Онлайн книга «Дни, когда все было…»

Cтраница 34

Анна скажет на это, что и Вадиму Завоевателю досталось. А уж о ней и речи не идет. И еще скажет о вопиющей несправедливости суда, который даже не рассматривает опасность, исходящую от гневливого, невоздержанного, пьющего… и так далее. Бремя этой опасности она честно несла все эти годы, и вот теперь, когда попросила о помощи, она же и оказалась виноватой. Но даже сам Вадик, когда бури улеглись, признал ее правоту. Даже Варвара, в общем-то добрая тетка, давно все забыла и зовет ее в гости на блины. Так почему же неловкая Анна не реабилитирована до сих пор в сумбуре собственного сознания?

Потому что Данила Дмитриевич не любит, когда аорты рвутся в непосредственной близости от него. Вот порвала бы Анна сама, без него, в одиночку, получила бы пару ласковых – ей же не привыкать! – совершила бы парочку Геракловых подвигов, а потом бы и звала Данилушку-мастера за накрытый стол. А то столько беспокойств доставила его родным и близким!

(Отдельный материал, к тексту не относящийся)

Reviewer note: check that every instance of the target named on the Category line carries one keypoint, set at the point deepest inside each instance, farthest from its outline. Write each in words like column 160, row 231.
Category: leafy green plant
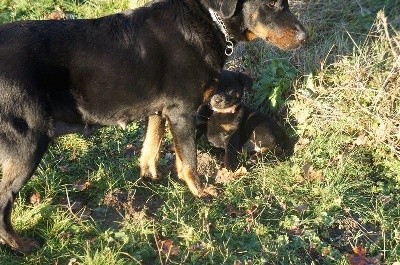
column 273, row 84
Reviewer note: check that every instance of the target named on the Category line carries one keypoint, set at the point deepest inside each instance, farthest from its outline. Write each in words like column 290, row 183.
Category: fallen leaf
column 295, row 231
column 360, row 250
column 73, row 261
column 64, row 169
column 310, row 174
column 57, row 15
column 35, row 198
column 211, row 190
column 233, row 212
column 361, row 140
column 359, row 257
column 224, row 175
column 81, row 185
column 301, row 209
column 167, row 247
column 130, row 151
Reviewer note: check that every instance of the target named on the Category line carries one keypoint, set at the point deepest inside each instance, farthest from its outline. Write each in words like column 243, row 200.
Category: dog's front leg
column 183, row 132
column 151, row 147
column 231, row 152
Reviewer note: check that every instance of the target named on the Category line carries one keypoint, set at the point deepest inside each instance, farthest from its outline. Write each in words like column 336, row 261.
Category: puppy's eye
column 272, row 4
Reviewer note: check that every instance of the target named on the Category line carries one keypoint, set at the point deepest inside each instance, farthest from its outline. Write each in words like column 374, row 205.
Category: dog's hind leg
column 183, row 132
column 17, row 168
column 151, row 147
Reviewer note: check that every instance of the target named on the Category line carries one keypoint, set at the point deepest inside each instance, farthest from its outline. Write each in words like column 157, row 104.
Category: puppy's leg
column 183, row 132
column 151, row 147
column 17, row 169
column 231, row 152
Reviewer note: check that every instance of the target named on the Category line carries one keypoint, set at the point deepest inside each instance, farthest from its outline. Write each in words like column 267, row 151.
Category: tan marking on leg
column 151, row 147
column 188, row 174
column 10, row 171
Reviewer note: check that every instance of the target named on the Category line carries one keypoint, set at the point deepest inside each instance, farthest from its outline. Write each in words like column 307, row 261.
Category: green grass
column 339, row 97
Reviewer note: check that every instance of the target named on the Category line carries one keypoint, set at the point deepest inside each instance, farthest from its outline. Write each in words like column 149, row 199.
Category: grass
column 335, row 201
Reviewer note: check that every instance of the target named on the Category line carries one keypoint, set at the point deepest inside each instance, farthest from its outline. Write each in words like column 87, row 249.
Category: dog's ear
column 228, row 8
column 246, row 81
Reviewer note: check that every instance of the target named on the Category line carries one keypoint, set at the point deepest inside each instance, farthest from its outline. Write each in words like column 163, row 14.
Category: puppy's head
column 230, row 91
column 270, row 20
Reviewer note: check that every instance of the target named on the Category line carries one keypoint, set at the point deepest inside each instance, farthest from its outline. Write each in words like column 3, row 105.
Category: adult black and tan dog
column 58, row 77
column 229, row 124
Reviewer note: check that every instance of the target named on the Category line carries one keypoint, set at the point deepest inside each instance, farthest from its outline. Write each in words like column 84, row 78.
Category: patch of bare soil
column 120, row 204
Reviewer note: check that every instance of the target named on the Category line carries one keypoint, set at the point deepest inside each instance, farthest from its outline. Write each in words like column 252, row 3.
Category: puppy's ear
column 228, row 8
column 245, row 80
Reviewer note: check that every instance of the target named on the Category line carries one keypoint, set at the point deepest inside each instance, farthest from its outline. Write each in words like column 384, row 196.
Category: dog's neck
column 221, row 25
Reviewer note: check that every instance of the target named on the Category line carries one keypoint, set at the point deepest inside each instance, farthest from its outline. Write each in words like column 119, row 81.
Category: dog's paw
column 211, row 191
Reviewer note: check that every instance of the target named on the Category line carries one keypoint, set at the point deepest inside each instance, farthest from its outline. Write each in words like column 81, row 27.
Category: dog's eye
column 272, row 4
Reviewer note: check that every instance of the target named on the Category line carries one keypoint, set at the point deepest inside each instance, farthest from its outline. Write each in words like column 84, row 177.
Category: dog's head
column 270, row 20
column 230, row 91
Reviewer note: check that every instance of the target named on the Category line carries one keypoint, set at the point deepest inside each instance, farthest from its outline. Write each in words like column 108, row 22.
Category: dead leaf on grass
column 167, row 247
column 57, row 15
column 35, row 198
column 224, row 175
column 82, row 185
column 64, row 169
column 211, row 190
column 359, row 257
column 130, row 151
column 361, row 140
column 310, row 174
column 233, row 212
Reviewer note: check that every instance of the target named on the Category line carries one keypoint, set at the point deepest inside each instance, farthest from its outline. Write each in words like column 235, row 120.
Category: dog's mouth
column 230, row 109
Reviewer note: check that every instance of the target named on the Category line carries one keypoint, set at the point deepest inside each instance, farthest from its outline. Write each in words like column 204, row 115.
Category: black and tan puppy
column 58, row 77
column 229, row 124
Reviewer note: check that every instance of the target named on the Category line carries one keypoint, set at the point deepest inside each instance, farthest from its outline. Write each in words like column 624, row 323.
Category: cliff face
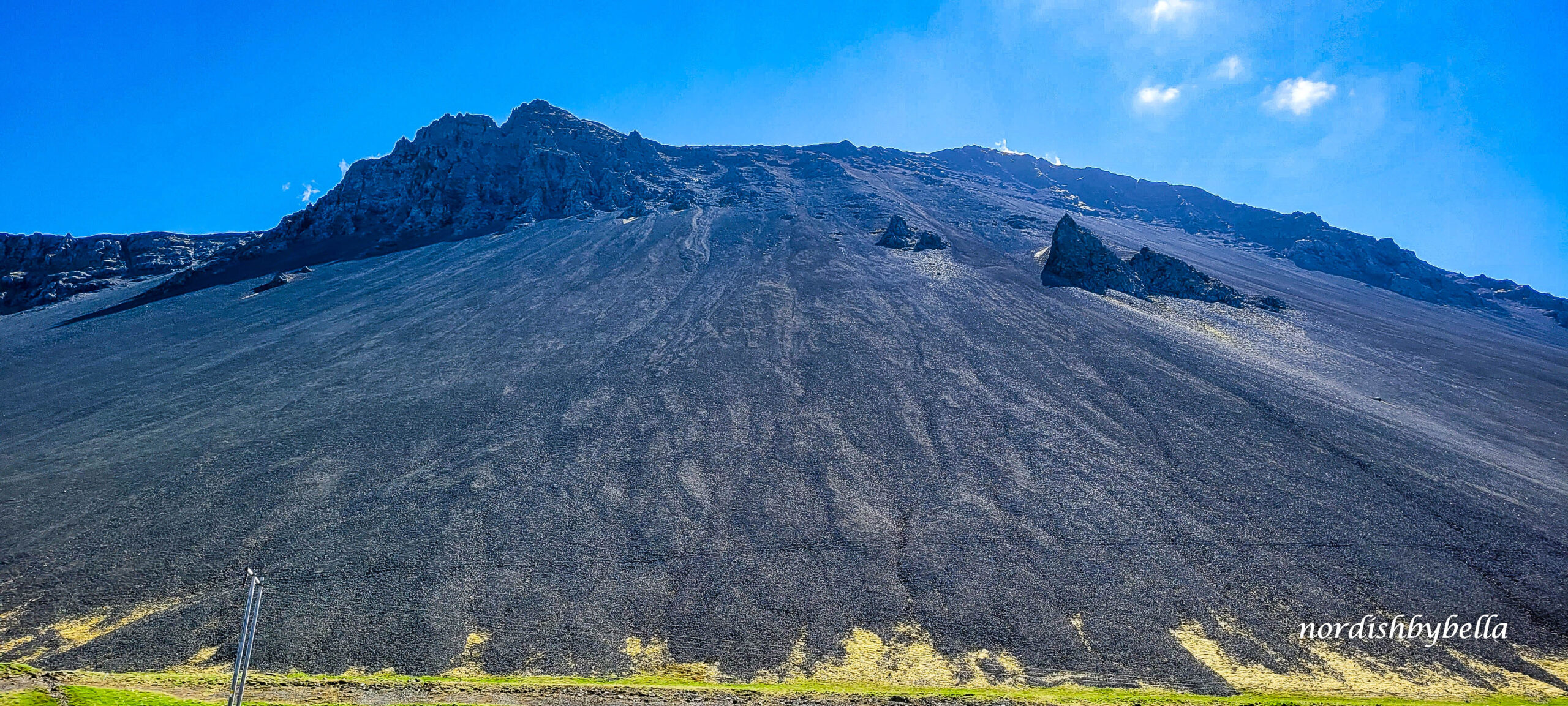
column 465, row 176
column 43, row 269
column 1298, row 238
column 1081, row 260
column 514, row 394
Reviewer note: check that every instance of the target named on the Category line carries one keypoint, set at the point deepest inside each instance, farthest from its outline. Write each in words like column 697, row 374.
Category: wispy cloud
column 1164, row 12
column 1156, row 96
column 1300, row 96
column 1230, row 68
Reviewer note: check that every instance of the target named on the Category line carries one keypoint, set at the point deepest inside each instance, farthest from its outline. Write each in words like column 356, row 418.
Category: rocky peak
column 900, row 236
column 460, row 176
column 1078, row 258
column 43, row 269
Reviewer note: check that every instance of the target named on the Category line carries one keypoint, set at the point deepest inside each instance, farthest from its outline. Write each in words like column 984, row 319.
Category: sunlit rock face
column 560, row 388
column 43, row 269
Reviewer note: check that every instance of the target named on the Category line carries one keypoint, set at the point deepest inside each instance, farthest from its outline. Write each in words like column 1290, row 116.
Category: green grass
column 32, row 697
column 119, row 689
column 16, row 669
column 82, row 696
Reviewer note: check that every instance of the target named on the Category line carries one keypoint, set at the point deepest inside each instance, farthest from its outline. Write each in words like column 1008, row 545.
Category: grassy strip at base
column 80, row 696
column 32, row 697
column 110, row 689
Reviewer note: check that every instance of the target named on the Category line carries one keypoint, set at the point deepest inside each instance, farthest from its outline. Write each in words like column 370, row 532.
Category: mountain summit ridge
column 579, row 391
column 465, row 175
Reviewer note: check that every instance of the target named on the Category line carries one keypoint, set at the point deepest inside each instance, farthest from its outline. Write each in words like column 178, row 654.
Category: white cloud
column 1300, row 95
column 1230, row 68
column 1172, row 10
column 1158, row 95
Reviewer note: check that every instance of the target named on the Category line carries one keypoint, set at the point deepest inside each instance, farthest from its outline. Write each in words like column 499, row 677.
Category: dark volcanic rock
column 739, row 434
column 276, row 281
column 1300, row 238
column 46, row 269
column 460, row 176
column 1081, row 260
column 1172, row 277
column 900, row 236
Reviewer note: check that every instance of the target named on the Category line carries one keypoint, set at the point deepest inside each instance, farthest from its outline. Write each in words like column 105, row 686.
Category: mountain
column 44, row 269
column 546, row 397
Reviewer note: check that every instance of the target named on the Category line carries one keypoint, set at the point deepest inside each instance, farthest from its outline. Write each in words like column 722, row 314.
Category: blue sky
column 1435, row 123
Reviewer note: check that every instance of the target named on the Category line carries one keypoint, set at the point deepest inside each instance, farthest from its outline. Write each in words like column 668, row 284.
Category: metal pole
column 245, row 628
column 250, row 642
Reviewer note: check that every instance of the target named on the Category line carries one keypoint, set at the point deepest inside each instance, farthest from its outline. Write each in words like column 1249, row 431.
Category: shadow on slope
column 461, row 176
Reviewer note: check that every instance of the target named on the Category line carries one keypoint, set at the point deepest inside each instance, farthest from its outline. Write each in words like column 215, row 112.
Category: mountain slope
column 545, row 405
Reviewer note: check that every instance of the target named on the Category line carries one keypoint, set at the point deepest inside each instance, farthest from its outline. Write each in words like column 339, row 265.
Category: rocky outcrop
column 43, row 269
column 1172, row 277
column 1298, row 238
column 1078, row 258
column 460, row 176
column 900, row 236
column 1521, row 294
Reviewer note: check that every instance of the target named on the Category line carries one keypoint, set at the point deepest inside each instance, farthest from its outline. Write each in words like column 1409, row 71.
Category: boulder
column 1079, row 260
column 1174, row 277
column 900, row 236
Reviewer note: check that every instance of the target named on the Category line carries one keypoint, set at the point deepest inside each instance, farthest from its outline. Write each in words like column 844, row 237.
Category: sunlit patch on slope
column 74, row 633
column 905, row 658
column 1352, row 675
column 937, row 264
column 651, row 658
column 469, row 663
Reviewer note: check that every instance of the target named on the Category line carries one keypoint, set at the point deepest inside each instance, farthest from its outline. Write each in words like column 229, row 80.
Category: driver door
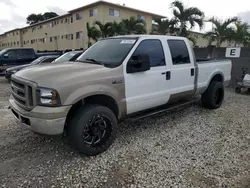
column 147, row 89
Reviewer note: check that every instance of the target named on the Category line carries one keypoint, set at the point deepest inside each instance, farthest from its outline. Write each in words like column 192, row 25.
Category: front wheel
column 213, row 97
column 92, row 130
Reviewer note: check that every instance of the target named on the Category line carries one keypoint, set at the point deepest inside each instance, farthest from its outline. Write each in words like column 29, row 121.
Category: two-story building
column 69, row 31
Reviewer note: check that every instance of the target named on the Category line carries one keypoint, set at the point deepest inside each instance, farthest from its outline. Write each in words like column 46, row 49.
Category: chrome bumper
column 41, row 120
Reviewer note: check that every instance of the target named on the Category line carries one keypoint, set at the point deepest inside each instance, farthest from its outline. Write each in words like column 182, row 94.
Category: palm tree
column 241, row 33
column 93, row 33
column 222, row 30
column 106, row 29
column 133, row 26
column 164, row 26
column 187, row 16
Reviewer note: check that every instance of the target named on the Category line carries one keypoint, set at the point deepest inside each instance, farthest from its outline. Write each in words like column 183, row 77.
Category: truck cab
column 16, row 56
column 114, row 79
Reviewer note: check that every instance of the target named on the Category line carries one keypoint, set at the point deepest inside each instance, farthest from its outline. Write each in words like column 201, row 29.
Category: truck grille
column 22, row 92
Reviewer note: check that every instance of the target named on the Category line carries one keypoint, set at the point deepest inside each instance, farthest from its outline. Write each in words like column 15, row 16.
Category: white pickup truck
column 112, row 80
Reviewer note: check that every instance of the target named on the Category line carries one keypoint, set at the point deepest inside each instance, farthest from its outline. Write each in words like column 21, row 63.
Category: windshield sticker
column 128, row 42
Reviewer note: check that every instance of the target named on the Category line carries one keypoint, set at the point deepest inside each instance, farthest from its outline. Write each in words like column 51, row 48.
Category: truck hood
column 53, row 75
column 18, row 67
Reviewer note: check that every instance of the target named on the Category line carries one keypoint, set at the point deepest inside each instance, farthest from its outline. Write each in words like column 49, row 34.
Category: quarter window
column 141, row 17
column 179, row 52
column 154, row 49
column 93, row 12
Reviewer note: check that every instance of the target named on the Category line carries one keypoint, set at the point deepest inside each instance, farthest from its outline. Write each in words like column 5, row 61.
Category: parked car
column 38, row 61
column 10, row 57
column 116, row 78
column 68, row 56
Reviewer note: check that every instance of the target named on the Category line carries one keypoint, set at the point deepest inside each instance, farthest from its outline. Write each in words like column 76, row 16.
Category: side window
column 154, row 49
column 11, row 54
column 179, row 52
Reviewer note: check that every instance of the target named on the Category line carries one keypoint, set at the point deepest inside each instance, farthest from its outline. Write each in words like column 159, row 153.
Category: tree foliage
column 187, row 18
column 165, row 26
column 93, row 33
column 222, row 30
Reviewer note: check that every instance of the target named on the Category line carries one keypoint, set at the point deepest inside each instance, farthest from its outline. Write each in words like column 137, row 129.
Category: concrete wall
column 42, row 36
column 237, row 63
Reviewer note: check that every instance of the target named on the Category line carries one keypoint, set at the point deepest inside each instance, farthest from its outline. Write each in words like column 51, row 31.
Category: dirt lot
column 193, row 147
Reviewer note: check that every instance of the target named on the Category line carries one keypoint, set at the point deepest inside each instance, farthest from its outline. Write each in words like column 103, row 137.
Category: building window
column 93, row 12
column 78, row 16
column 114, row 12
column 71, row 37
column 141, row 17
column 79, row 35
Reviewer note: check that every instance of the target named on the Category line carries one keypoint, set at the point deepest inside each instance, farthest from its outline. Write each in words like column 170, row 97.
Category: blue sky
column 13, row 13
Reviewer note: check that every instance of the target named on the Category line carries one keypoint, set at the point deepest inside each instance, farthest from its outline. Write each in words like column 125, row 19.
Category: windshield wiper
column 89, row 60
column 94, row 61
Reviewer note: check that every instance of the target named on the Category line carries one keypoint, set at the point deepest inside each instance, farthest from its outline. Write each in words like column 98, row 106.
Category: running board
column 142, row 115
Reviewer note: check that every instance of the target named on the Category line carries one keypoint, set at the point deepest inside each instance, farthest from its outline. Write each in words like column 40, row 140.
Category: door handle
column 192, row 72
column 168, row 75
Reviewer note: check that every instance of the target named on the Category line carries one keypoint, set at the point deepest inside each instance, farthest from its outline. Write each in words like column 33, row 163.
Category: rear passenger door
column 147, row 89
column 182, row 69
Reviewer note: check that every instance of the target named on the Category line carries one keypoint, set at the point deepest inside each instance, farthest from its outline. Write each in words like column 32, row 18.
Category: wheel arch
column 100, row 99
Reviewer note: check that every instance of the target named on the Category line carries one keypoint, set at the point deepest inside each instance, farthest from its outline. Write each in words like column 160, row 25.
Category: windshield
column 37, row 61
column 110, row 52
column 65, row 57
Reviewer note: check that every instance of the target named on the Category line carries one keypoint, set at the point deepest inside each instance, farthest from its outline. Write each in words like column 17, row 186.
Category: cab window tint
column 11, row 54
column 153, row 48
column 179, row 52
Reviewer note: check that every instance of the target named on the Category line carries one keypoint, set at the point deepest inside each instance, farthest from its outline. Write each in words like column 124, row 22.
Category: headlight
column 48, row 97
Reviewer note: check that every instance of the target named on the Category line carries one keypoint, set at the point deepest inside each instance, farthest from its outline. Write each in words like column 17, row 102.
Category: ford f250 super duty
column 112, row 80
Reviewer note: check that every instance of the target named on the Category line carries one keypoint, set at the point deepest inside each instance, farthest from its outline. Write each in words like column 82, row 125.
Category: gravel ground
column 192, row 147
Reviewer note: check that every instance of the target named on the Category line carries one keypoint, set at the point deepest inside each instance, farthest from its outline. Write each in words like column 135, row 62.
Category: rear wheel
column 213, row 97
column 92, row 130
column 237, row 90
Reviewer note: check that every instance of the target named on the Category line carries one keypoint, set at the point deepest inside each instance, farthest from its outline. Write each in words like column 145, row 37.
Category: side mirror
column 138, row 63
column 5, row 55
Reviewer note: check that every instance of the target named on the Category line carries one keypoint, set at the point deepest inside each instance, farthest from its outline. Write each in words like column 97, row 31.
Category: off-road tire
column 80, row 123
column 213, row 97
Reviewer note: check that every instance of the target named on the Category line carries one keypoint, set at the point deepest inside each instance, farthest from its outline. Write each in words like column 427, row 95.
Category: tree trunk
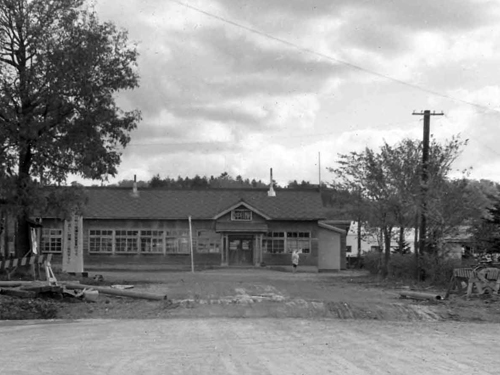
column 401, row 241
column 359, row 242
column 415, row 246
column 23, row 183
column 387, row 231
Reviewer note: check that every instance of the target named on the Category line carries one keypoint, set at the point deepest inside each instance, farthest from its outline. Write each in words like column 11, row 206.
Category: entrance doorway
column 240, row 249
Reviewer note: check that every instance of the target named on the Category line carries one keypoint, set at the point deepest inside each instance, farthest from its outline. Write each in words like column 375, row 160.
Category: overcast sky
column 273, row 83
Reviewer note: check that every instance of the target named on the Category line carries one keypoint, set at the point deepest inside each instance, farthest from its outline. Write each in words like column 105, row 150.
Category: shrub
column 402, row 266
column 372, row 261
column 438, row 270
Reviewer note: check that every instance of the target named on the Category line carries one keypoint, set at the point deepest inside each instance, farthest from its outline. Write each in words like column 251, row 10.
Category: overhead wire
column 331, row 58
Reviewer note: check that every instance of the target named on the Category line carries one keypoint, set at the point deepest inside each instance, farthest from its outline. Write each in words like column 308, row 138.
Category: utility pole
column 423, row 184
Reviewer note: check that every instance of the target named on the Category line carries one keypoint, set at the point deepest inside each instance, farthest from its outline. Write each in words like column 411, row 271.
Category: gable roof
column 120, row 203
column 241, row 203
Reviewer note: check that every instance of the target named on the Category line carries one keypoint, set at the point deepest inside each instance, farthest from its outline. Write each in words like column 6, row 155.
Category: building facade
column 220, row 227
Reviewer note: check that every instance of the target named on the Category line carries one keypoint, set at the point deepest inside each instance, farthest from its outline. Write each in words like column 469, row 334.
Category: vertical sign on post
column 191, row 243
column 73, row 245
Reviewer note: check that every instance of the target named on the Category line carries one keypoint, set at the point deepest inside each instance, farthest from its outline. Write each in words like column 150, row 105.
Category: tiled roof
column 120, row 203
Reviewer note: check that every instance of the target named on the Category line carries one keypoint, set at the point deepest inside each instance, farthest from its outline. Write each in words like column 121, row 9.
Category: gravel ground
column 263, row 293
column 248, row 346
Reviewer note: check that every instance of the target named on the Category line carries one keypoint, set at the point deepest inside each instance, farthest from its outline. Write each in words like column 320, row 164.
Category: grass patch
column 12, row 308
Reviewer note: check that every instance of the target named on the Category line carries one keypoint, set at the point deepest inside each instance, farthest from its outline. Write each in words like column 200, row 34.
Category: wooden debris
column 118, row 292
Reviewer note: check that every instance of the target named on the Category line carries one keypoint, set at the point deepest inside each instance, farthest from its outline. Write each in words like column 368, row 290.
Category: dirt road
column 248, row 346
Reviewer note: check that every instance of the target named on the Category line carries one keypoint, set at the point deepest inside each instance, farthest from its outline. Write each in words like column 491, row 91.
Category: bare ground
column 248, row 346
column 261, row 293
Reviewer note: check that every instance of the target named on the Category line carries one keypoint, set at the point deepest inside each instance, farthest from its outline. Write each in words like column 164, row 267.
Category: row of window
column 170, row 242
column 286, row 242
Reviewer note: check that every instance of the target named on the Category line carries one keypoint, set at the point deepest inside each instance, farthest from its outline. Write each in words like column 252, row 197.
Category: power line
column 201, row 143
column 327, row 57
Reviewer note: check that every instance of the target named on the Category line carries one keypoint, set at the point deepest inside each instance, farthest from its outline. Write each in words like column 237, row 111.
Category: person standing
column 295, row 260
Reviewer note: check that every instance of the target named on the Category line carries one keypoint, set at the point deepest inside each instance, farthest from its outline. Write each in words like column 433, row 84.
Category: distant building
column 370, row 241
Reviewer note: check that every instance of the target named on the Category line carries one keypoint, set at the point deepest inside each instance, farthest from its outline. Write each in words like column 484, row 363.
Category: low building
column 226, row 227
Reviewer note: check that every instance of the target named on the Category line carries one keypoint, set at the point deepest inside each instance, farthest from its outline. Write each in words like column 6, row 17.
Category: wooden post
column 191, row 244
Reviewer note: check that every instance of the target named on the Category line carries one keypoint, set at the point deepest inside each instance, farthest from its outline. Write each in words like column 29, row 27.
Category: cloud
column 217, row 97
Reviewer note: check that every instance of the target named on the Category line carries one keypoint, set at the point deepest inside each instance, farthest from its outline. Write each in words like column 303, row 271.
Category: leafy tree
column 389, row 186
column 60, row 69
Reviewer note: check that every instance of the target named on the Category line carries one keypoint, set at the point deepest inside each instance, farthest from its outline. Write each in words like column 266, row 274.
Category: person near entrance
column 295, row 259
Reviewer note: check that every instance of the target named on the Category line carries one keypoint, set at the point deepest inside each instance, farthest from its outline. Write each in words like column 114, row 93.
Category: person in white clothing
column 295, row 259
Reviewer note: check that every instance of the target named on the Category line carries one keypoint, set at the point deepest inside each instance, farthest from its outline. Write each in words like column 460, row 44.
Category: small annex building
column 229, row 227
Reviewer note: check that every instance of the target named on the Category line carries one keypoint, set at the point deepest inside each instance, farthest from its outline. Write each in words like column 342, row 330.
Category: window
column 100, row 241
column 51, row 240
column 241, row 215
column 298, row 241
column 152, row 241
column 177, row 242
column 207, row 242
column 126, row 241
column 274, row 243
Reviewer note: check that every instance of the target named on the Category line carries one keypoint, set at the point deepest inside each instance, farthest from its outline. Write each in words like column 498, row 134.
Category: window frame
column 242, row 211
column 100, row 236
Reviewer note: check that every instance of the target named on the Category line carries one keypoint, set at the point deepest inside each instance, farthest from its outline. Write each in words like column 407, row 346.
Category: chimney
column 135, row 192
column 271, row 192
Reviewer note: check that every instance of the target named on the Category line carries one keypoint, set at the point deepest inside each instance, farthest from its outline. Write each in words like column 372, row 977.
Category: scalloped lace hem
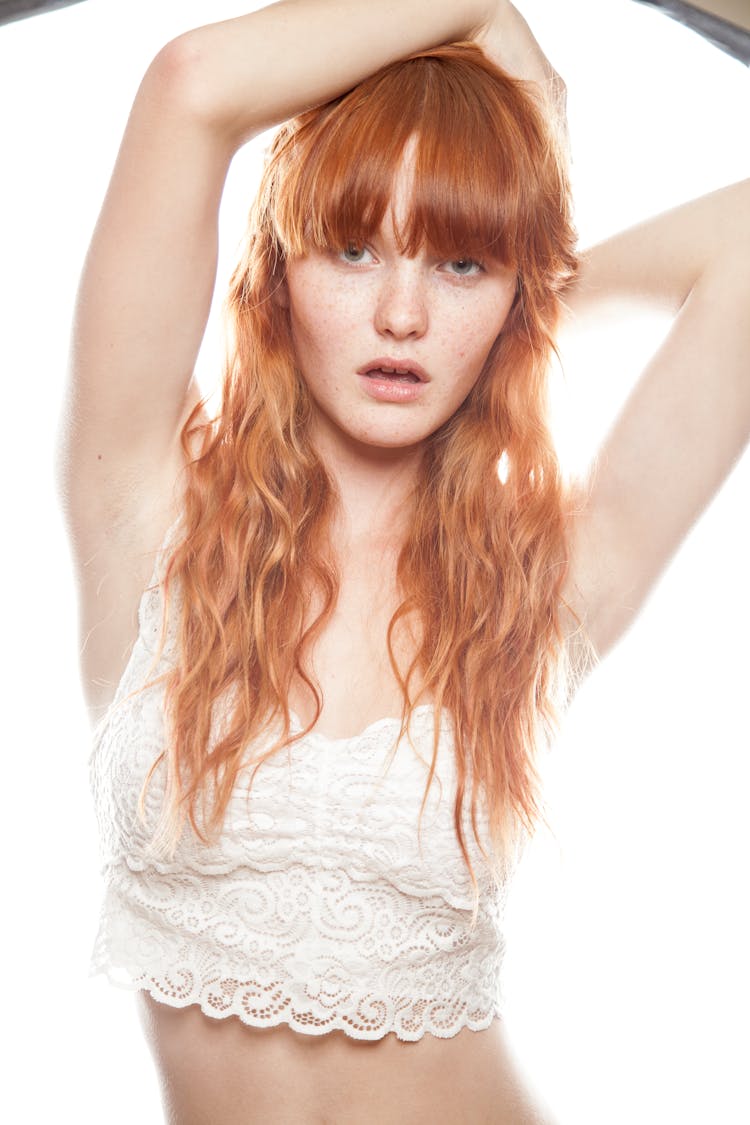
column 269, row 1006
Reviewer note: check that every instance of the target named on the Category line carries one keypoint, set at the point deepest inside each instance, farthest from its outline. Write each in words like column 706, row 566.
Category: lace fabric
column 321, row 906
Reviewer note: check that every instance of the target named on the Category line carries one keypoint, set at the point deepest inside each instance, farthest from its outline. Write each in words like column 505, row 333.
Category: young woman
column 314, row 759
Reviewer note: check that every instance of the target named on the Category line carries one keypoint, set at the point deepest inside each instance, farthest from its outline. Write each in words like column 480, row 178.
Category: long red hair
column 484, row 564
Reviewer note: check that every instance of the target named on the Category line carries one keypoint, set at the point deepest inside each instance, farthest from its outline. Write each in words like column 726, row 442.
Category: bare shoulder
column 116, row 532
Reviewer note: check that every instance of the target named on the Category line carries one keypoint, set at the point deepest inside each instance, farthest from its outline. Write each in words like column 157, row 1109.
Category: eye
column 354, row 253
column 464, row 267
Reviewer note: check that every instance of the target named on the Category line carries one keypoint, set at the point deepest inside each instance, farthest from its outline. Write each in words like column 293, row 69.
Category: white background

Между прочим, родные и близкие Данилы – очень милые люди. Они все поняли правильно. Но об этом Анна узнала позже, когда уже получила удар по нервам и необратимые изменения в самоидентификации. О, какие неуместные для исповеди слова! Править приходилось много, и трудов своих стало жалко. Рецептура эксперимента нарушилась бесповоротно. И раз пошла такая пьянка, финал сценария изменился в корне. Во-первых, написанное было сброшено не в могучий Терек, а за неимением его в Москву-реку, пресытившуюся страдальцами насмешливую речку. Во-вторых, второй экземпляр повествования, условно названного «Дни, когда все было против меня», Анна отнесла досточтимому Чудотворцу. Прямо как соискатель научной степени отсылает копию диссертации в Высшую аттестационную комиссию. Николай был примерно тех масштабов для мятущейся души. И среагировал отменно!

– Я предполагал, что так и будет, – кивнул он буднично, пресекая все экивоки и объяснительные преамбулы. – А чего еще ждать от писателя. Он и свою речь перед казнью умудрится отослать в издательство. Ну что ж, буду читать вас, Анна…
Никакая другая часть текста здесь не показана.